Structural details of NKR-P1D : Clrb interaction elucidated by protein cross-linking and mass spectrometry

Pavel Hanč1, Josef Chmelík1, Karel Bezouška1,2 and Petr Novák1,2

 

1Institute of Microbiology, Academy of Sciences of the Czech Republic, Praha 4, Czech Republic
2Department of Biochemistry, Faculty of Science, Charles University Prague, Hlavova 8, Praha 2, Czech Republic

Interaction between murine NKR-P1D and Clrb receptors was originally described as a novel type of „MHC class-I independent missing-self recognition“ and was shown to confer protection from killing by natural killer cells.[1] However, further studies suggested that it is not in fact NKR-P1D but rather NKR-P1B, an allelic form expressed in different strains of mice, which binds Clrb and that NKR-P1D binds with significantly lower affinity if at all.[2]

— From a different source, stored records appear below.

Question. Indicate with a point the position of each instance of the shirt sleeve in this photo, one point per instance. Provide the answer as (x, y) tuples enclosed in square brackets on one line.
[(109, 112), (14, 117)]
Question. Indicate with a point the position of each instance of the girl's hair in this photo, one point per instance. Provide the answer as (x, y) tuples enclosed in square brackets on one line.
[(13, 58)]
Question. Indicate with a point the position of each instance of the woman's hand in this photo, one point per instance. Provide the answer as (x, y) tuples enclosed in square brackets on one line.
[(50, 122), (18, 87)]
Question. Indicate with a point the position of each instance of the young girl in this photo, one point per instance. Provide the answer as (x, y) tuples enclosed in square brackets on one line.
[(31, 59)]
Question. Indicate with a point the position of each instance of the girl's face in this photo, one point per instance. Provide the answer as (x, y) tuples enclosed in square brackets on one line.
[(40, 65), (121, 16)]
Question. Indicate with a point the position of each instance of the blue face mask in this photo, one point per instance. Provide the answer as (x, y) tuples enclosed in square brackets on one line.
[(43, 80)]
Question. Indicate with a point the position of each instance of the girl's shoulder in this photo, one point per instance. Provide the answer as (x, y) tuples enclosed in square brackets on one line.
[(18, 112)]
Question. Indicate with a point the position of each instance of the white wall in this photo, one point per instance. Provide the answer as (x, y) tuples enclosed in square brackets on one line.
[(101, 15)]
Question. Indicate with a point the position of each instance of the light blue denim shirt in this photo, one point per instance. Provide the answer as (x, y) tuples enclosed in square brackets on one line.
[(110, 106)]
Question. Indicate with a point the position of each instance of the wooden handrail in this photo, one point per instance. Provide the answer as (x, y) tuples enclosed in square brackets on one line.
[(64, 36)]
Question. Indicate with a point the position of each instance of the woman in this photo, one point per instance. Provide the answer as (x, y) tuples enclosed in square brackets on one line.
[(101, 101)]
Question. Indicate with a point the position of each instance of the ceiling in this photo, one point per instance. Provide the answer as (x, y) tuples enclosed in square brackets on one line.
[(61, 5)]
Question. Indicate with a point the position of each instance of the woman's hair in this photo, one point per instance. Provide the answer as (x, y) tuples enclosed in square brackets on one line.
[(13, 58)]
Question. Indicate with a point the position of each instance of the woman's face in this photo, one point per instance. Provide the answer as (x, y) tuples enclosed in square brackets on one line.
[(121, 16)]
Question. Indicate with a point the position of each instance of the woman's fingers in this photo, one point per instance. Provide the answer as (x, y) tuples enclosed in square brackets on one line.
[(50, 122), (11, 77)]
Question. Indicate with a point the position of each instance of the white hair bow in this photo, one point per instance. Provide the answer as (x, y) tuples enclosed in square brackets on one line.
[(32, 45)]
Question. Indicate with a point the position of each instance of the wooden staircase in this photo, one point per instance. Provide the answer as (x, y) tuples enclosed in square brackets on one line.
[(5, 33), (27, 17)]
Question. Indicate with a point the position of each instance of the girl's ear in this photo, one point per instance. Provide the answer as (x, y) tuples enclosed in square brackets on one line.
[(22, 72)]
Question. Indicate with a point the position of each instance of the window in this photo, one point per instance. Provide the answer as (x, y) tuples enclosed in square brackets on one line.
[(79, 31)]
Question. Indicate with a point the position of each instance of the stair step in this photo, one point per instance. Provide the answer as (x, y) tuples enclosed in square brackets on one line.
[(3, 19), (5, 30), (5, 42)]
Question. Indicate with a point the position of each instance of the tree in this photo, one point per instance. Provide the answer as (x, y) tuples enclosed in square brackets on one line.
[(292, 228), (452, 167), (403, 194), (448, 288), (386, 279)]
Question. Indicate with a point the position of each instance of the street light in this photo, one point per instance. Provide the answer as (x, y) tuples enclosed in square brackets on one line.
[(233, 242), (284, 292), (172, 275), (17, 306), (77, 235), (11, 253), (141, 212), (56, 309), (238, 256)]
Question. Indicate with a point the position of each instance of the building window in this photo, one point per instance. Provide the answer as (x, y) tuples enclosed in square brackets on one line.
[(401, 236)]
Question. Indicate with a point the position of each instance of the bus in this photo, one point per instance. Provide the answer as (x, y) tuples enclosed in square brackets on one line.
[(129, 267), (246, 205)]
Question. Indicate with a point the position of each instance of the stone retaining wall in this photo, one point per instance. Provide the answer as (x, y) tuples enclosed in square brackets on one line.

In order to address the issues arising from these conflicting results, we have recombinantly expressed the extracellular domains of both receptors in E. coli cells and refolded the proteins in vitro. The quality of refolding was confirmed both by determining the disulphide bonding pattern using FT-MS and measuring 1H/15N-HSQC spectra using 600MHz NMR spectrometer. Interaction between the proteins in solution was immobilized using protein cross-linking technique. Three cross-linking reagents, EDC, DSG and DSS with spacer arm lengths of 0A, 7.5A and 11.5A respectively were used. The reaction mixture was separated by means of SDS-PAGE and protein bands corresponding to dimers were digested in gel.  Using FT-MS we were able to find peptides from both proteins connected by the cross-linkers.

Using recently resolved structures of extracellular domains of NKR-P1A and Clrg receptors bearing 86% and 76% sequence identity with NKR-P1D and Clrb respectively, we were able to build homology models of both NKR-P1D and Clrb and a model of the interacting pair. Part of the data obtained from cross-linking experiments fitted nicely into the model of homodimers of both proteins interacting in a face-to-face fashion as would be expected; however significant portion of the observed cross-links could not be explained by this model.  In order to allow for these data we suggest that these receptors do not only interact in the face-to-face fashion but also in a chain-like or cluster-like fashion with each homodimer contacting two homodimers of the second protein at the same time.

To our knowledge this would be the first interaction of this kind observed for this type of receptors.

1. Iizuka, K. et. al., Genetically linked C-type lectin-related ligands for the NKRP1 family of natural killer cell receptors. Nat. Immunol., 2003, 4, 801 – 807

2. Carlyle, J. et. al., Missing self-recognition of Ocil Clr-b by inhibitory NKR-P1 natural killer cell receptors. PNAS, 2004, 101, 3527 – 3532

This work was supported by the grant P207/10/1040 of the Grant Agency of Academy of Sciences of the Czech Republic.